Codex: OAuth Token Refresh Fails In Rmcp Streamable HTTP
Introduction
This article delves into a critical issue encountered while using the rmcp streamable HTTP transport with OAuth in the Codex environment. Specifically, it addresses a problem where OAuth tokens fail to refresh before their expiry, leading to connection failures, particularly in long-running SSE (Server-Sent Events) connections. This issue significantly impacts user experience, requiring frequent re-authentication. Let's explore the details of this problem, the steps to reproduce it, the expected behavior, and the actual observed behavior, along with potential solutions.
Understanding the OAuth Token Refresh Problem
When working with the rmcp streamable HTTP transport and OAuth, the OAuthTokenResponse that is cached retains the original expires_in duration indefinitely. The AuthorizationManager::get_access_token() function is designed to refresh the token only when this duration reaches zero. Consequently, tokens that are still considered valid locally do not trigger a refresh, even if the server has already rotated them. This discrepancy leads to a situation where long-running SSE connections, such as those used by the Notion MCP server, abruptly fail with an Auth required error when the provider rotates the access token and refresh token pair. The crux of the problem lies in the client's inability to proactively refresh tokens based on the server-side expiry, causing disruptions in continuous data streams.
Steps to Reproduce the Issue
To replicate this issue, follow these steps:
- Initiate the login process using the command:
codex mcp login notion. - Allow the SSE client to remain idle for approximately one hour. Alternatively, you can run the ignored test
cargo test -p codex-rmcp-client notion_tests::notion_refreshes_after_tampered_access_token -- --ignored. - Observe that the subsequent
notion.notion-fetchcall fails immediately with anAuth requirederror during the initialization handshake. This failure indicates that the client did not refresh the token before the server invalidated it.
This sequence of steps clearly demonstrates the scenario where the lack of token refresh leads to authentication failures, disrupting the intended seamless operation of the application.
Expected vs. Actual Behavior
Expected Behavior:
The client should proactively refresh the OAuth tokens using the stored refresh_token as soon as the server-side expiry (or a small skew window) is reached. This ensures that the session continues seamlessly without interruption. The refresh process should be transparent to the user, maintaining a continuous and authenticated connection.
Actual Behavior:
In reality, the AuthorizationManager continues to report the original expires_in value, preventing the rmcp client from initiating a token refresh. As a result, when the access token expires on the server-side, every request, including the handshake, fails with an Auth required error. This forces the user to manually re-run the codex mcp login notion command to re-authenticate and re-establish the connection.
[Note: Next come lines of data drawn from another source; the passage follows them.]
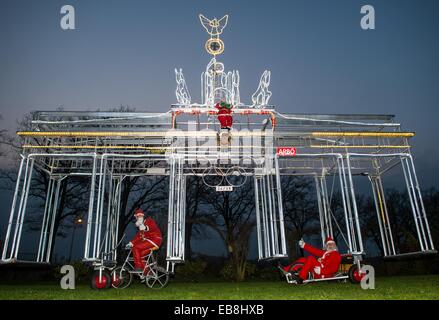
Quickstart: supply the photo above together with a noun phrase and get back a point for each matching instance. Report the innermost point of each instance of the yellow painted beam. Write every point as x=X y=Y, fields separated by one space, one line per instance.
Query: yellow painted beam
x=364 y=134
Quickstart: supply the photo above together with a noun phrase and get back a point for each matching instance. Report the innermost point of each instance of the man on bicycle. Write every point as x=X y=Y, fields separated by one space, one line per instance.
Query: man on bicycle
x=148 y=238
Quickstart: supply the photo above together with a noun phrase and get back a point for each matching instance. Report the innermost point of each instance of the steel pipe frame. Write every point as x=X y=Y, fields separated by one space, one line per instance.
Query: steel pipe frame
x=213 y=156
x=323 y=205
x=176 y=212
x=382 y=216
x=355 y=242
x=269 y=213
x=415 y=196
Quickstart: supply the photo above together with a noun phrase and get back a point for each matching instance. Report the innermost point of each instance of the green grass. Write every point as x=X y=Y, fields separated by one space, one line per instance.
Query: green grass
x=413 y=287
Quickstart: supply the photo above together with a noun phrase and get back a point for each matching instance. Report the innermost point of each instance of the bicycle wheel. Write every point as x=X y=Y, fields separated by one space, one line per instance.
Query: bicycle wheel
x=121 y=278
x=157 y=278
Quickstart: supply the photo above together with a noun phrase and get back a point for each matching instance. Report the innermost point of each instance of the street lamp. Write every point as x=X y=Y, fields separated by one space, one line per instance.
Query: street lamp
x=76 y=222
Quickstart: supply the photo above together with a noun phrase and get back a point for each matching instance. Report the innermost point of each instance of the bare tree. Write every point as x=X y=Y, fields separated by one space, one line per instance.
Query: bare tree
x=230 y=215
x=300 y=209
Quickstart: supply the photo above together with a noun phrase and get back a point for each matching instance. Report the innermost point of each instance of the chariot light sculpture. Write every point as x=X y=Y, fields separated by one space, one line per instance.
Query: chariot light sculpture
x=264 y=145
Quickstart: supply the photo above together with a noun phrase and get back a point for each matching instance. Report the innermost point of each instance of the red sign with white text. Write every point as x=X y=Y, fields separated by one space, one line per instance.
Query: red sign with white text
x=286 y=151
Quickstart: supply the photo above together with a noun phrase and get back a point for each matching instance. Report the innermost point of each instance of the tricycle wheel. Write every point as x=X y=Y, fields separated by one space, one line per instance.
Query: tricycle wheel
x=355 y=274
x=296 y=267
x=121 y=278
x=157 y=278
x=99 y=281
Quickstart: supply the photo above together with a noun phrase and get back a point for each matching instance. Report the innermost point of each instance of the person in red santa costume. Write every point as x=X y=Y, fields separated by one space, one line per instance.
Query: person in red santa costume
x=148 y=237
x=225 y=115
x=322 y=263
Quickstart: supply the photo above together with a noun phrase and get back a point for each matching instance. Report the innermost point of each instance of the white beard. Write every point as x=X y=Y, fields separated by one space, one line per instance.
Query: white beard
x=139 y=222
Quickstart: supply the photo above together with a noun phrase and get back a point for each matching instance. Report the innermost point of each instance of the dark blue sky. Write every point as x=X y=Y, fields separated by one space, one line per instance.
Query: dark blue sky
x=124 y=52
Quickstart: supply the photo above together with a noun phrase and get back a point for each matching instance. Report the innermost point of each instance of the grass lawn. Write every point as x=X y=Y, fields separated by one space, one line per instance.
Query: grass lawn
x=413 y=287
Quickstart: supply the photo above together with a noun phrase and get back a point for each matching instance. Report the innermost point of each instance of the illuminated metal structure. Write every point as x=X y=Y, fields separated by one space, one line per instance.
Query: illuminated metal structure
x=264 y=145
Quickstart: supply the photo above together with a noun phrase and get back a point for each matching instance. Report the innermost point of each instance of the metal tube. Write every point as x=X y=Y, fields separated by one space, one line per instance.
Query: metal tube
x=24 y=207
x=424 y=214
x=327 y=206
x=98 y=206
x=90 y=210
x=12 y=212
x=386 y=213
x=45 y=218
x=354 y=204
x=258 y=219
x=342 y=190
x=281 y=211
x=101 y=209
x=320 y=206
x=20 y=208
x=54 y=214
x=384 y=244
x=409 y=192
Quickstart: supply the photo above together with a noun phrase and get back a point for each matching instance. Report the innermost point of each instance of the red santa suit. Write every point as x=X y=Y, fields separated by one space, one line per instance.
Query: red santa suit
x=225 y=115
x=145 y=241
x=326 y=264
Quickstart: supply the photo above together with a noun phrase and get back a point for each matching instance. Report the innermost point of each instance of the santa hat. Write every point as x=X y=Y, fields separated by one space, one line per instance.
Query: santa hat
x=329 y=240
x=139 y=212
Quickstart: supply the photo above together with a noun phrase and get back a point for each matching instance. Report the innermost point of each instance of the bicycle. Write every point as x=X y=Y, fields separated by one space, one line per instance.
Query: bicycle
x=156 y=278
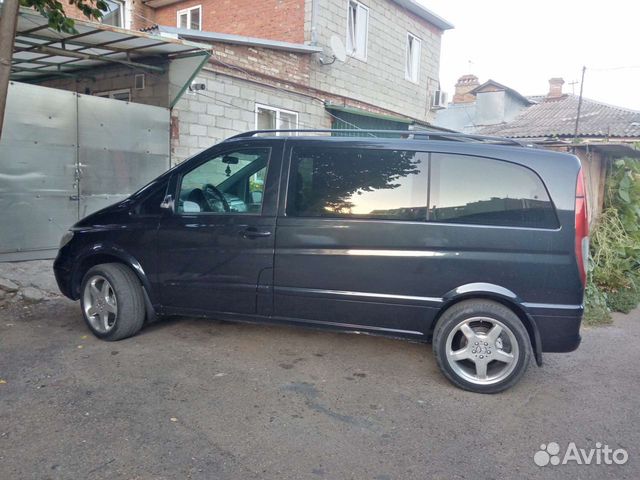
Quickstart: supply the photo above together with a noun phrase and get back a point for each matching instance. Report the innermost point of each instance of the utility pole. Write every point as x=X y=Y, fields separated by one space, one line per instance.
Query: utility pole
x=575 y=133
x=8 y=23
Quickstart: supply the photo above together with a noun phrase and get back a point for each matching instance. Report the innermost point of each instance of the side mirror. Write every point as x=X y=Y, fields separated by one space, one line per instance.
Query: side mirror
x=168 y=204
This behavior is far from ideal, as it disrupts the user experience and introduces unnecessary friction.
Environmental Context
The issue occurs under the following environment:
codex-rmcp-client @ 004264457a46d0424b58e2200fe3e472c0e39623rmcp 0.8.5- MCP server:
https://mcp.notion.com/mcp
These versions and the specified MCP server configuration provide the context in which the OAuth token refresh problem manifests. Understanding the environment is crucial for diagnosing and resolving the issue effectively.
Proposed Solution
A potential solution involves tracking the expires_at timestamp, refreshing the token when the remaining lifetime falls below a defined skew (e.g., 30 seconds), and immediately persisting the refreshed credential set. This approach ensures that the client proactively refreshes the token before it expires on the server, preventing authentication failures. Implementing this solution would significantly improve the reliability and user experience of applications relying on rmcp streamable HTTP transport with OAuth.
Detailed Analysis and Potential Causes
To fully grasp the implications of this OAuth token refresh failure, it's important to delve deeper into the potential underlying causes and provide a more detailed analysis.
Root Causes
-
Incorrect
expires_inHandling: The primary cause seems to stem from the way theexpires_invalue is handled in theAuthorizationManager. Instead of recalculating the expiry time based on the current time, it retains the original duration from the initial OAuth token response. This means that even as time progresses, the client still believes the token is valid until the originalexpires_inperiod has elapsed, regardless of what's happening on the server-side. -
Lack of Server-Side Expiry Awareness: The client doesn't seem to have any mechanism to check the token's validity against the server or to account for potential server-side token rotation. Modern OAuth implementations often include features like JWT (JSON Web Token) introspection endpoints or mechanisms for the server to signal token invalidation. The absence of such mechanisms in the current implementation means the client is effectively operating in the dark regarding the true validity of the token.
-
Insufficient Skew Window: Even if the client attempted to refresh the token based on the
expires_invalue, a small skew window is necessary to account for potential clock drift between the client and the server. Without a sufficient skew window, the client might attempt to use the token right up until the moment it believes it expires, potentially leading to a race condition where the server has already invalidated the token.
Impact Assessment
The consequences of this OAuth token refresh failure can be quite significant, especially for applications that rely on long-lived SSE connections:
-
Service Disruption: As demonstrated in the reproduction steps, long-running connections are prone to abrupt termination due to authentication failures. This can lead to data loss, incomplete transactions, or a degraded user experience.
-
Increased User Friction: Requiring users to manually re-authenticate every time the token expires is not only inconvenient but also undermines the principles of Single Sign-On (SSO) and seamless authentication. Users may become frustrated with the application and seek alternatives.
-
Security Implications: While not directly causing a security vulnerability, the lack of proper token refresh can potentially increase the window of opportunity for malicious actors. If a token is compromised but remains valid for an extended period due to the refresh failure, it could be exploited for unauthorized access.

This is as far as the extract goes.